Pyxisのハードウェア設計コンテスト最終レポートP.28の写真8−4にもありますように、最初のストレージデバイスは8インチFDDでした。 それも、この Pyxis の頃にはNEC製FD-1165A(両面倍密、いわゆる2D)になっていますが、それ以前は中古の片面単密ドライブYD-74C(確か\35,000だった)でした。 このドライブにはとてもお世話になったのですが、難は、とにかく「うるさい」。 FD-1165Aもそうでしたが、8インチドライブはとにかくうるさかったです。 モータ音、シーク音、ヘッドロード音・・・今でも良く覚えています。 そんなわけで、RAMディスクを作ることにしたのでした。 その後3.5インチドライブのシステムに移行して、現在に至っています。
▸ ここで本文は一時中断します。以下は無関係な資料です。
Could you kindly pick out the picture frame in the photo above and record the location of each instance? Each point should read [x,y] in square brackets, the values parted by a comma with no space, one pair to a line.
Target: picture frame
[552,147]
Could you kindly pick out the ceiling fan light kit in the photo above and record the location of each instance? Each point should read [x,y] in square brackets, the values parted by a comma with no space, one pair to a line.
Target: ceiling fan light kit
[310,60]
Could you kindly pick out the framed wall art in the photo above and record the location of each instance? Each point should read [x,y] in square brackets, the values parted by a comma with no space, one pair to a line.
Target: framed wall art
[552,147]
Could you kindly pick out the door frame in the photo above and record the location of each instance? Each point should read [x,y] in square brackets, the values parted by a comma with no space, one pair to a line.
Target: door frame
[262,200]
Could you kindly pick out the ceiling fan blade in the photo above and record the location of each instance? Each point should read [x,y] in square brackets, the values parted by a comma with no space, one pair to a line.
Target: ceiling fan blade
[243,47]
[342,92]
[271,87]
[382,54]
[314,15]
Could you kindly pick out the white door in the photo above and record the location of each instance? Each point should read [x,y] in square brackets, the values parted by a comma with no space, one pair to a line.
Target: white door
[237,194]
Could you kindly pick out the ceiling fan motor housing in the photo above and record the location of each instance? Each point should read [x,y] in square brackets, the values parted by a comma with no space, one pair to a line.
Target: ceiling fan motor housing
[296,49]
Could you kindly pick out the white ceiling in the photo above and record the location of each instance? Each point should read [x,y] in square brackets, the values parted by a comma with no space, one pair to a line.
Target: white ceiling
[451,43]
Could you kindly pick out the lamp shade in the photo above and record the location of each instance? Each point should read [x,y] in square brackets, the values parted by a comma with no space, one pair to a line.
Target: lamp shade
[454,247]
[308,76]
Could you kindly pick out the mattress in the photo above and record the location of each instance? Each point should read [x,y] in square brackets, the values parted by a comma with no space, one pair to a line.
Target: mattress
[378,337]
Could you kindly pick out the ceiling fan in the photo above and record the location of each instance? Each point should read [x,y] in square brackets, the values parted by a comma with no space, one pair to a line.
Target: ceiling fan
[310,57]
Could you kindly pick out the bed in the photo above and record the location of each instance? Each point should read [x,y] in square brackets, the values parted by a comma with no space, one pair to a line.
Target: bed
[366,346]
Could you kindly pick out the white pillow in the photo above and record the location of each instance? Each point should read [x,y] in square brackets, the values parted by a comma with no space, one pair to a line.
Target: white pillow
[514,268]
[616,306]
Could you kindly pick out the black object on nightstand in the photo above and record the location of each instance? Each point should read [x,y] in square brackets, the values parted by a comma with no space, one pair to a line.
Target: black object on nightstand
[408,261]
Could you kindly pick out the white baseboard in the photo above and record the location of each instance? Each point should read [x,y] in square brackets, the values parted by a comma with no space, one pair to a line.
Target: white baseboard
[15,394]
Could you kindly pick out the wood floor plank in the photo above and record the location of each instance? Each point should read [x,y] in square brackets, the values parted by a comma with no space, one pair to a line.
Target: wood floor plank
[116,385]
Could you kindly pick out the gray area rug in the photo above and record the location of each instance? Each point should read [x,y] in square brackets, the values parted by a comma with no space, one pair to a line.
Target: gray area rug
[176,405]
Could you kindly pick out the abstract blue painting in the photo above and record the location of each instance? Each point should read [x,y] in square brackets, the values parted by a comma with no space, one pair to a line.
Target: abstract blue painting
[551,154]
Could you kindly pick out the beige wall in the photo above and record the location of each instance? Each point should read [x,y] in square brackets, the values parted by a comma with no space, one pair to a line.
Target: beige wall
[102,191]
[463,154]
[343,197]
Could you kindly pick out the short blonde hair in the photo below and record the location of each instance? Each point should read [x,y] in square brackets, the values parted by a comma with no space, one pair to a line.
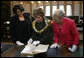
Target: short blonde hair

キャラクタ・ジェネレータが手に入らなくて・・・結局、手作りしました。 ROMの領域が余ったので、スクリプトフォント(筆記体)まで作りました。 凝り性・・・ですかね・・・やっぱり。
キーボードを本体と分離したのは結構先進的だったのではないでしょうか・・・なんてね。
バッテリバックアップされたRAMディスクからCP/Mをブートできるようになっています。電源ONからほぼ瞬時にOSが起動して入力待ちの状態になります。精神衛生上とても好ましいです。
あと、もうひとつメリットが。いつCtrl-Cを押しても大丈夫です。システムディスクを要求されません。(CP/Mを使ったことのある方はおわかりですね)
まず苦労した事といえば、私の場合、資料(データシート)を集めることでしたね。 個人、特に学生が大企業の大代表に電話して資料を集めることが設計作業なんかよりずっと大変でした。 なかなか送ってくれないんですよね・・・まあ学生の趣味に付き合っても利益になりませんから・・・そりゃそうなんですが・・・。
こちらはFAXはおろか自分の下宿に電話も無い生活でしたので、事情を説明して、郵便で送ってもらうしかありませんでした。 それを考えると、今、インターネットで情報がいくらでも手に入る時代はまさに天国のようです。 (その後、そのデバイスを手に入れるのがまた大変だったりするわけです)
もうひとつ、CP/Mシステムが立ち上がるまでのあいだ、ROMベースでのキーボード入力、CRT表示、FD入出力・・・などの基本プログラムが必要になるわけですが、・・・アセンブラが無い。アセンブラどころか、エディタをはじめとする開発環境というべきものが一切無いんです。
・・・というわけで、それら基本システムは全て紙の上でコーディングして、ハンドアセンブルしました。ここで『えぇ〜〜っ!!』と即座に出る方は『通』ですね(なんのこっちゃ)。 もちろん、大変でした。 自慢じゃありませんが、8ビットディスプレースメントを求めるために、FF,FE,FD,FC,FB・・・と昇順、逆順、いくらでも数えられます。 今となっては何の役にも立ちませんね。
キャラクタジェネレータをはじめ、それら基本プログラムをROM化するとき、学友のH君に大変お世話になりました。 彼はAppleIIクローンとROMライタを持っていたのでした。 毎晩彼の下宿に押しかけては数百ページにわたる(ハンド)アセンブルリストを入力させてもらいました。 今でも『感謝』です・・・。
そんなさまざまな過程を経て、Lynxを作ったのはもう20年ほども前になりますが、今でもまだ元気に動いています。